Qu'ils crêvent avec leurs rêves pour moi, me disais-je.
Ils puaient la misère, avec leurs minables petites volontés. Hélas pour moi, mes parents faisaient partie de la majorité qui, comme disait Einstein, ne regardent pas avec leurs propres yeux et qui n'éprouvent pas avec leurs propres sensibilités. Tout leur tombait directement dans le crâne depuis les mass-media. Je ne pouvais pas vivre dans ce remugle de la bêtise, ça me foutais trop les boules. Quoi qu'il en soit, j'ai tout fait pour qu'ils me lache le plus vite possible. A trois ans, j'ai réussi à empoisonner mon père avec des champignons qui poussaient dans le jardin. Trop facile. Quand je lui ai présenté mon joli plat cuisiné, avec mon beau sourire et mes grands yeux, ce con ne s'est pas douté une seconde que je souriais parce qu'il allait mourrir dans l'heure ! Il ne valait vraiment pas la peine que je me fatigue. Je crois qu'il a souffert. Tout le monde à conclut à l'accident domestique, au "pas de chance" qui arrive plus souvent qu'on ne le croit. En tout cas, personne ne m'a soupçonnée ne serait-ce qu'une seconde, car je n'étais forcément pas responsable à 3 ans. C'était bien parti, et je ne comptais pas m'arrêter en si bon chemin.
Pour ma mère, ça a été plus difficile. Elle s'accrochait à moi, une horreur. Quand elle me prenait dans ses bras, je pleurais et, évidemment, ça n'avait pour résultat que de la rendre encore plus dégoulinante de mièvrerie du genre, "ma pauvre petite puce, il y a quelque chose qui te fait souffrir dans ton ventre". Elle avait raison dans un sens. Ma souffrance, c'était ma haine envers cette sale bonne femme, avec ses idées préconçues sur tout, qui priait Dieu sans arrêt et était incapable de la moindre véritable compassion pour son prochain. Nietzsche a dit Le fourreau doré de la compassion cache parfois le poignard de l'envie. C'était bien vrai pour ma mère, jalouse de tout. En y réfléchissant avec le recul, elle était un peu comme moi, pleine de haine. Mais en lâche, incapable d'assumer ses propres pensées et se cachant continuellement derrière son "Dieu dit qu'il faut faire comme ci et comme ça, et que le diable est partout dans l'homme et nécessite une lutte permanente". Ma conviction, c'est que si dieu existe, c'est un bel enfoiré qui s'est amusé à tout créer, y compris le mal, notion toute relative s'il en est, et qu'il laisse mijoter tout ça sous son regard amusé en se demandant ce que ça va donner, parce que l'éternité c'est long, surtout vers la fin et qu'il faut bien rigoler un peu de temps en temps.

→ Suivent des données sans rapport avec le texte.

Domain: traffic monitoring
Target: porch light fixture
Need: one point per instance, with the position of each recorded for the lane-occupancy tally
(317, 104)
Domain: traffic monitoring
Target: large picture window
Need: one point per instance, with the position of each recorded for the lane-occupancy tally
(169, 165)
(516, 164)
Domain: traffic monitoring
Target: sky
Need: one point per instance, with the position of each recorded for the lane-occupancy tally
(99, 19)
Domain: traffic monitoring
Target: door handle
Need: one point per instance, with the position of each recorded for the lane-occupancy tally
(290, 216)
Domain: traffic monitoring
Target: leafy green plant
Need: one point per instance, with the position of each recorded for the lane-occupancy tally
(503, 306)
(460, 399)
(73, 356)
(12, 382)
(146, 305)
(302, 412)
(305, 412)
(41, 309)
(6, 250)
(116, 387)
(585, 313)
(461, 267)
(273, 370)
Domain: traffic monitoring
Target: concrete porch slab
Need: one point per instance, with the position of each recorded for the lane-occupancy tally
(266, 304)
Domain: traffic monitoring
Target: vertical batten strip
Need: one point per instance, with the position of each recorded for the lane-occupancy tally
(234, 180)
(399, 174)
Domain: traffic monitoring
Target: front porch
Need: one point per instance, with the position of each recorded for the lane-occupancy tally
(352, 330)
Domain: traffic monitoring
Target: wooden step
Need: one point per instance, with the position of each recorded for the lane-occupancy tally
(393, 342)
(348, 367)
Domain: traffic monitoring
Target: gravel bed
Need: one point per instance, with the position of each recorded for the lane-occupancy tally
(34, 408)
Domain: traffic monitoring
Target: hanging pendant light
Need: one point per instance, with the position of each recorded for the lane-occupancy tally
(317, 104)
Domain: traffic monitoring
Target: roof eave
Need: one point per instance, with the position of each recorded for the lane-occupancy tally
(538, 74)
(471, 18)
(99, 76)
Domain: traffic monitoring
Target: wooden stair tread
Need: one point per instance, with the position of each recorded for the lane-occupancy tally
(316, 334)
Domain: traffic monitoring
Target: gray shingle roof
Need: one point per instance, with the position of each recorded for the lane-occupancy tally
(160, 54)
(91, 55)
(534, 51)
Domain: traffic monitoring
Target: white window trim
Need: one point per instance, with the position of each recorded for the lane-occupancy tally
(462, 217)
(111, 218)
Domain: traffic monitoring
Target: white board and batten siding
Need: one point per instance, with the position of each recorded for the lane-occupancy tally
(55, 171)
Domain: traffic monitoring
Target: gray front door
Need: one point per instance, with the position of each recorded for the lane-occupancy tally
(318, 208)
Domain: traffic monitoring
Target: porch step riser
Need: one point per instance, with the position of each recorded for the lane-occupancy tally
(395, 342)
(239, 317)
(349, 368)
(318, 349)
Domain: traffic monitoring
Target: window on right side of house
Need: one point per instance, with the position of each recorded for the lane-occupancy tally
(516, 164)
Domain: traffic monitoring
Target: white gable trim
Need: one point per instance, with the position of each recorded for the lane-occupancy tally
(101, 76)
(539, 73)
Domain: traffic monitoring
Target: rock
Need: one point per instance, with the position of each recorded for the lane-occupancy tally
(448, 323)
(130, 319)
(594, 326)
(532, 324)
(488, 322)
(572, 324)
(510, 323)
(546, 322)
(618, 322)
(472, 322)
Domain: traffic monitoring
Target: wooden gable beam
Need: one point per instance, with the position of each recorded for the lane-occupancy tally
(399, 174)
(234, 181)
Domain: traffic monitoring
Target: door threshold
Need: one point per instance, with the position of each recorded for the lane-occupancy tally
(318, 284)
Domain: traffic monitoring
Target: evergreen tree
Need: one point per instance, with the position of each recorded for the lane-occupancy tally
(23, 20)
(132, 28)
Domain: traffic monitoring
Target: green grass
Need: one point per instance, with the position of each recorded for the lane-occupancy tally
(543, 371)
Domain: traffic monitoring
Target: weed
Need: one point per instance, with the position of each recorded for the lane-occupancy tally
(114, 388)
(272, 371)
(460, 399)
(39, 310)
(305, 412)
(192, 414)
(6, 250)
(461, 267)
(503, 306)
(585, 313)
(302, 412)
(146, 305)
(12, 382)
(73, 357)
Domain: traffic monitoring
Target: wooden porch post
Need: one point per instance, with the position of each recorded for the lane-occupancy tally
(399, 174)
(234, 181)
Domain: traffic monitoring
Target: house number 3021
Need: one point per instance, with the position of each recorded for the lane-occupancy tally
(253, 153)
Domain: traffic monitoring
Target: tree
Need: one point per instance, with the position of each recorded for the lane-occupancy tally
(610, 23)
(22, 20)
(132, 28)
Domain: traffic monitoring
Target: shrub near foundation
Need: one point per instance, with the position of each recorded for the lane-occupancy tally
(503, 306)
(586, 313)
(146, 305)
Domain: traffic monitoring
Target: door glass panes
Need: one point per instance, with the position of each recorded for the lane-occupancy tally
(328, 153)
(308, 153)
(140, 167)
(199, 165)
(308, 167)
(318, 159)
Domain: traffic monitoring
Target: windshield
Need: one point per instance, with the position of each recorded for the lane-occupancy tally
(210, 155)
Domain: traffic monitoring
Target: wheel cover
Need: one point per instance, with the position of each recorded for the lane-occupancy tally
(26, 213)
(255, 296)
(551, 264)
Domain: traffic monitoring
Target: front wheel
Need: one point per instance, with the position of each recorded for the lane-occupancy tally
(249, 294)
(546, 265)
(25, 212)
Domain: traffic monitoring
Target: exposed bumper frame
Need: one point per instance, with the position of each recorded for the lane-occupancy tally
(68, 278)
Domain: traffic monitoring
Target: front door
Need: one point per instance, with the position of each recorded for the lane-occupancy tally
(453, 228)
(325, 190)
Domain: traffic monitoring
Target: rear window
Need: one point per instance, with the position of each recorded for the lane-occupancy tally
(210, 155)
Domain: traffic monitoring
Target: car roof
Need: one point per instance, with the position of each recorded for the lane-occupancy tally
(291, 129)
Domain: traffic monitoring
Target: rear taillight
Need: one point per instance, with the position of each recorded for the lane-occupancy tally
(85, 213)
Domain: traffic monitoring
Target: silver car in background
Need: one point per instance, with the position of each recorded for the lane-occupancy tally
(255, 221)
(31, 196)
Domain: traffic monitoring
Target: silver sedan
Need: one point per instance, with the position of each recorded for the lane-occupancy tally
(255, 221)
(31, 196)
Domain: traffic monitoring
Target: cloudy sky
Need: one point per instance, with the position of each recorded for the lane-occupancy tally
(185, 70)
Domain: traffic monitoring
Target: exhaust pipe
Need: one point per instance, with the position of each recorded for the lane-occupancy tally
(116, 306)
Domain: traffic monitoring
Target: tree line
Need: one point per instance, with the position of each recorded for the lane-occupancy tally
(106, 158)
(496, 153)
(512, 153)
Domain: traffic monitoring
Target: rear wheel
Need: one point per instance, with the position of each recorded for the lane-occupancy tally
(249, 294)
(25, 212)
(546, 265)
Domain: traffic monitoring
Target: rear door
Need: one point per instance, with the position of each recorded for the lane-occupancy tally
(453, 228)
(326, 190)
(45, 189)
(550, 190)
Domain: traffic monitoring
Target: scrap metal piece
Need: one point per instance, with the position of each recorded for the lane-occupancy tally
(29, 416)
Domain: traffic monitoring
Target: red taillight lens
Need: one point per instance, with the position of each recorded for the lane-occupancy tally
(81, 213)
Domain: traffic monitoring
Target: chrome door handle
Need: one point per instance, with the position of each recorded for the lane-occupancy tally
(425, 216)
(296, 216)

Donc, ma mère était prudente, et elle avait une façon de penser proche de la mienne. J'avais quand même un avantage, Il était absolument impossible pour elle que sa propre fille puisse avoir la moindre parcelle de méchanceté et elle n'avait aucune idée de la haine que je lui vouais. D'ailleur, c'est vrai, je n'étais pas méchante. Je passais pour une enfant sage, mais c'est parce que je passais beaucoup de temps à élaborer des plans pour mettre fin à ce que je considérais comme un cauchemar trop long. J'ai finalement réussi à me débarrasser d'elle. Je ne l'ai pas tuée, non. Je l'ai juste rendue folle. Avec un peu d'imagination, et quelques plantes on peut persuader sa mère d'entendre des voix. La paranoïa a fait le reste.
C'est quand on a plus quelque chose qu'on se rend compte qu'elle nous manque. En fait je n'avais pas été une enfant malheureuse avec mes parents. Ma famille d'accueil était encore pire. Il me fallait l'indépendance, au plus vite. Ca m'a donné la haine...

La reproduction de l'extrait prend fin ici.